NHN JapanとNTTドコモなどがタッグを組んだ新サービス『G CLOUD』。これまでPCでないと遊べなかったゲームを、サーバー側で処理し映像を転送することで、タブレットなどで遊べるようになるという画期的な試みだ。
東京ゲームショー2011で、本サービスを開始するにあたり、プレゼンテーションとデモが行なわれた。
タレントの東国原英夫氏が登場。G CLOUDのマニフェストとして、本サービスが目指す『NO INSTALL・NO SPEC・NO WASTE』という標語を掲げた。端末にインストールせず、端末の性能にかかわらず、プレーするまでの準備や時間が必要なくなる、というものだ。
G CLOUDは、PCゲームクライアントソフトなどを、ユーザーの自宅のPCにインストールするのではなく、サービス提供会社がもつサーバー側で処理し、その映像をユーザーの端末に転送するという仕組みだ。
これによるメリットは2つ。ユーザーはタブレットやネットブックという非力なマシンでも、高スペックなPCを要求するゲームでも遊べること。そして、そもそもインストールする必要がないので、思い立ったらスグに始められるという。
また、クライアントが処理能力が高いサーバーで実行されているため、かなり高負荷なクライアントでも快適に動作する点もメリットといえる。
メーカー側としても、不正コピーを防ぎ、クライアントのハッキングやチートも防げる。また、移植作業も必要ない。
現時点では、NHN JapanのアクションMORPG『ドラゴンネスト』がプレイアブルタイトルとして予定されている。ドラゴンネストはスピードがあるゲームで、遅延はゲームに支障をきたす。このゲームで実現できるのであれば、ほとんどのタイトルも快適に遊べるだろう。
タブレット用のインターフェースとして、十時キーと左右クリックにあたるボタンの他にも、スキル用ショートカットなど、ゲームごとにカスタマイズしたタッチボタンが表示できるようだ。
サービス開始は、ドコモの高速通信サービス“Xi”に対応する、『ARROWS Tab LTE』や『GALAXY Tab 10.1 LTE』の発売日と同じで、10月中となる。
両端末にはG CLOUDのクライアントがプリインストールされているので、必要のアカウントを取得すれば遊ぶことができる。
さて、気になる使用感だが、ブース内では、試遊機を3台用意していた。
はじめに、Xiではなく無線LANで接続していたことと、TGS会場内の電波環境が極めて不安定だったことを述べておきたい。

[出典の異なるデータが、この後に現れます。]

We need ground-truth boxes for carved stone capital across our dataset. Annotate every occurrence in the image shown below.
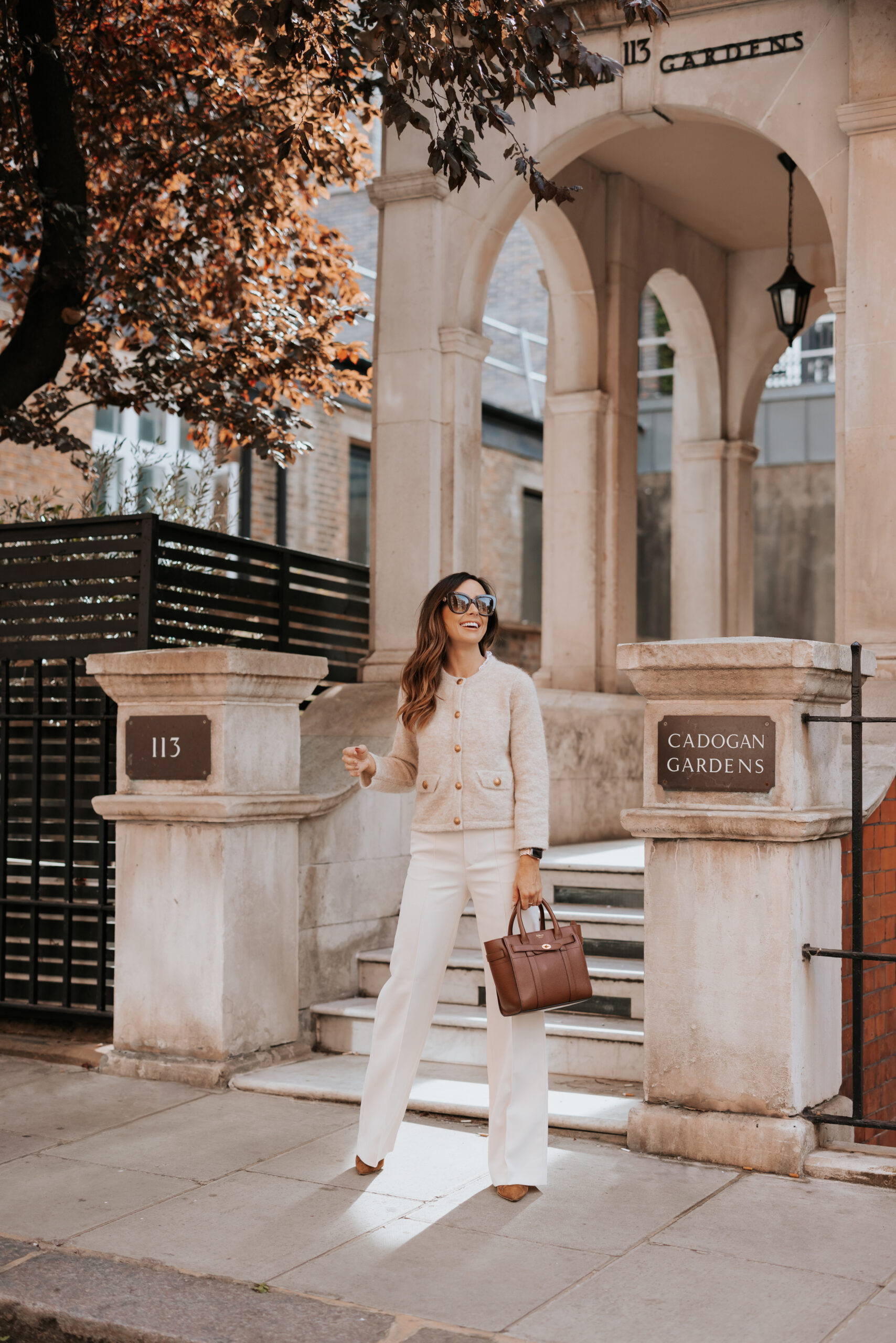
[367,169,449,209]
[548,387,610,415]
[825,285,846,317]
[837,98,896,136]
[439,326,492,363]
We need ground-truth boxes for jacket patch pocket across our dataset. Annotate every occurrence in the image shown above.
[477,768,513,792]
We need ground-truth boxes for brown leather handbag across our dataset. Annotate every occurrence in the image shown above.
[485,900,592,1017]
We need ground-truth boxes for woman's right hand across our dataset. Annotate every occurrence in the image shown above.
[343,747,376,779]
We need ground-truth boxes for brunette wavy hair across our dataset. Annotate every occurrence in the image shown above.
[398,573,498,732]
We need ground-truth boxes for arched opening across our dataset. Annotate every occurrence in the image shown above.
[752,297,836,642]
[637,285,674,639]
[479,220,548,682]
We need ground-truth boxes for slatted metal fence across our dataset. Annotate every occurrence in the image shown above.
[0,514,369,1018]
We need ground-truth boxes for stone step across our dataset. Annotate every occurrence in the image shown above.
[312,998,644,1082]
[541,839,644,909]
[454,901,644,960]
[230,1054,641,1139]
[357,947,644,1021]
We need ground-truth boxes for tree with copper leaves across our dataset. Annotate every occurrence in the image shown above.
[0,0,668,461]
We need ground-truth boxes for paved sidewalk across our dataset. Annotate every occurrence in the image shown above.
[0,1057,896,1343]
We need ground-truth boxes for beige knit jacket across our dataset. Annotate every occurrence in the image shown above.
[361,657,548,849]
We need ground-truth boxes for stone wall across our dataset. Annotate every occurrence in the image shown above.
[638,462,834,642]
[754,462,834,642]
[841,780,896,1147]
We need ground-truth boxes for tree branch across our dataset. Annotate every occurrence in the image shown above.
[0,0,87,412]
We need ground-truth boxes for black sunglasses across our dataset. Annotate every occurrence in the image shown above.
[442,592,497,616]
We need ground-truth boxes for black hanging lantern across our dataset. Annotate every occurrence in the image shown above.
[769,154,815,345]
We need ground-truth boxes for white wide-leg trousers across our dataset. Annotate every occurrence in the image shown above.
[357,830,548,1186]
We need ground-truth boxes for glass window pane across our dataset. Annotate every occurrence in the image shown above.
[348,443,371,564]
[522,490,541,624]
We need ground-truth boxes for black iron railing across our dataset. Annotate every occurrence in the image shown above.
[802,643,896,1129]
[0,514,369,681]
[0,514,369,1018]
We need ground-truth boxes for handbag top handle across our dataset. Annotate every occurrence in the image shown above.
[508,900,560,942]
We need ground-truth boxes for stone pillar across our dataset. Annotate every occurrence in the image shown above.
[535,391,610,690]
[87,647,326,1086]
[361,166,490,681]
[598,173,642,693]
[671,439,759,639]
[837,94,896,682]
[721,439,759,635]
[619,639,874,1174]
[825,286,849,643]
[438,326,492,576]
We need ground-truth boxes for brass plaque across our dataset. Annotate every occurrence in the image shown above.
[125,713,211,779]
[657,713,775,792]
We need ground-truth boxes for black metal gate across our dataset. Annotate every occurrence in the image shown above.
[0,514,369,1019]
[802,643,896,1131]
[0,658,115,1017]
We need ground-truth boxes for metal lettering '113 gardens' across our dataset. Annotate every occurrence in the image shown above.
[659,31,803,75]
[657,715,775,792]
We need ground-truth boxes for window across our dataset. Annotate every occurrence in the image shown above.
[522,490,541,624]
[348,443,371,564]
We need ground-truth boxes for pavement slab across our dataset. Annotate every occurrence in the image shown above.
[510,1245,868,1343]
[0,1253,394,1343]
[410,1136,738,1254]
[0,1128,47,1163]
[0,1058,896,1343]
[0,1152,195,1241]
[277,1218,607,1343]
[0,1058,203,1146]
[254,1123,488,1203]
[656,1175,896,1284]
[58,1092,357,1180]
[836,1305,896,1343]
[0,1053,58,1094]
[74,1171,417,1283]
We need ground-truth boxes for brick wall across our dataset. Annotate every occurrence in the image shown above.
[841,780,896,1147]
[0,408,94,514]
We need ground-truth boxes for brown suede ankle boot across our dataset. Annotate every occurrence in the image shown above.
[355,1156,386,1175]
[494,1185,529,1203]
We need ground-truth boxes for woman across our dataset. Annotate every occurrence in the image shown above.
[343,573,548,1202]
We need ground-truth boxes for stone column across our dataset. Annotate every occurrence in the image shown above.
[619,639,874,1174]
[87,647,326,1086]
[439,326,492,576]
[598,173,642,693]
[361,166,490,681]
[825,286,849,643]
[837,92,896,682]
[723,439,759,635]
[671,439,759,639]
[535,391,610,690]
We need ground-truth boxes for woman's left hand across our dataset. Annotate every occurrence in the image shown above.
[513,853,541,909]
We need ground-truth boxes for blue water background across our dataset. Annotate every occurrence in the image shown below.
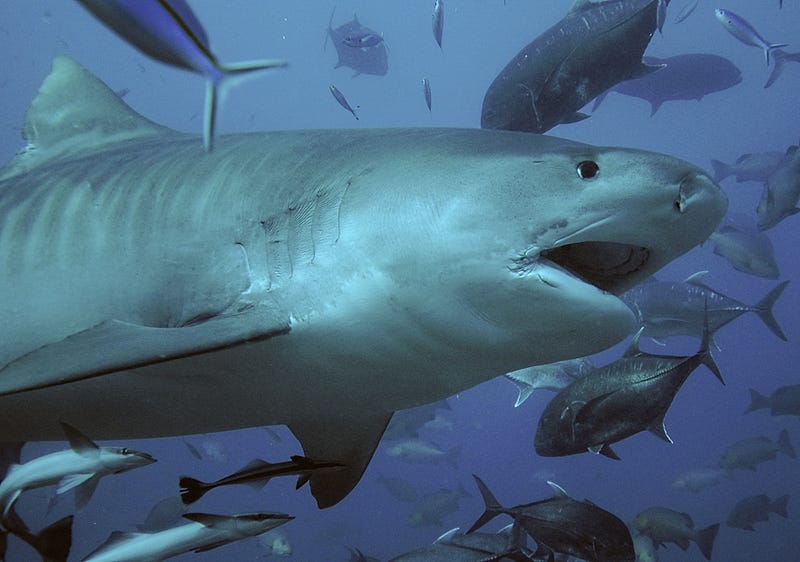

私個人の無線LAN端末も遅延が発生し使い物にならないほどだった。)
試遊してみて、タブレットではガクガクと遅延が発生し、遊べるというレベルではなかった。正直なところ不安を感じた。今回が悪条件のなかとはいえ、屋外のXiサービスがつねに電波環境が安定しているとは限らない。

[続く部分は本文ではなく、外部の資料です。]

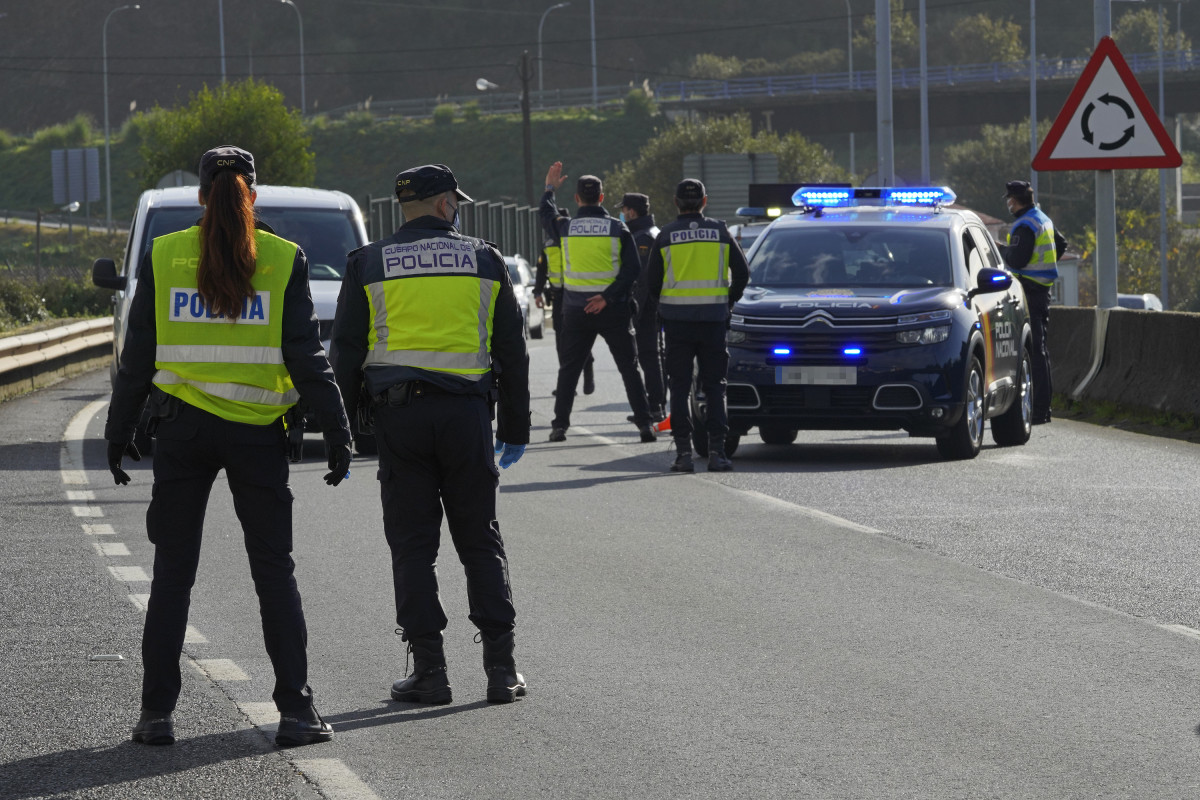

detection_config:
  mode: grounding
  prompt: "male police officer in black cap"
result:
[617,192,667,422]
[1000,181,1067,425]
[647,178,750,473]
[539,161,658,441]
[331,164,529,703]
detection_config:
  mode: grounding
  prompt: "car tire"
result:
[758,425,799,445]
[937,355,988,461]
[991,348,1033,447]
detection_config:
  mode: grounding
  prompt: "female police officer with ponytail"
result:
[104,146,350,746]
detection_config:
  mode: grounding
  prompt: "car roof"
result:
[144,185,356,211]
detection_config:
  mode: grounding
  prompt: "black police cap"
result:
[676,178,708,200]
[200,144,254,191]
[1004,181,1033,200]
[617,192,650,213]
[396,164,473,203]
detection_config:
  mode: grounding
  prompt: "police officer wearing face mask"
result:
[617,192,667,422]
[539,161,658,441]
[647,178,750,473]
[104,146,350,746]
[1000,181,1067,425]
[533,209,596,395]
[331,164,529,704]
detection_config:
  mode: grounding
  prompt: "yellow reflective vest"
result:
[151,227,299,425]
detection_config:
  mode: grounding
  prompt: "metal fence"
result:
[366,197,542,264]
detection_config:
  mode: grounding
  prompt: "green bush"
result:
[41,277,113,317]
[0,278,49,325]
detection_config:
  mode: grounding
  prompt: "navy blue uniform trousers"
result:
[142,403,312,711]
[374,384,516,639]
[662,319,730,443]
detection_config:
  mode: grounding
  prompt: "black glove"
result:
[325,437,352,486]
[108,441,142,486]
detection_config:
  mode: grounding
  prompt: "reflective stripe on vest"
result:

また、有線LANで接続したネットブックでも試した。確かにネットブック本体にインストールしても遊べないタイトルなので、それが遊べるのはすばらしい。遅延についても許容範囲といえるかもしれない。ただし、“遅延がない”とも言い切ないと感じた。コアなゲーマーでなくても、左クリックを押してから剣を振るまでに、わずかだが確実に遅延を感じる。FPSなどのシビアなゲームでは致命的だ。
システムとしては非常に魅力的で、ゲームの遊び方を根底から変える可能性があるサービスだと思うので、今後の状況改善にぜひ期待したい。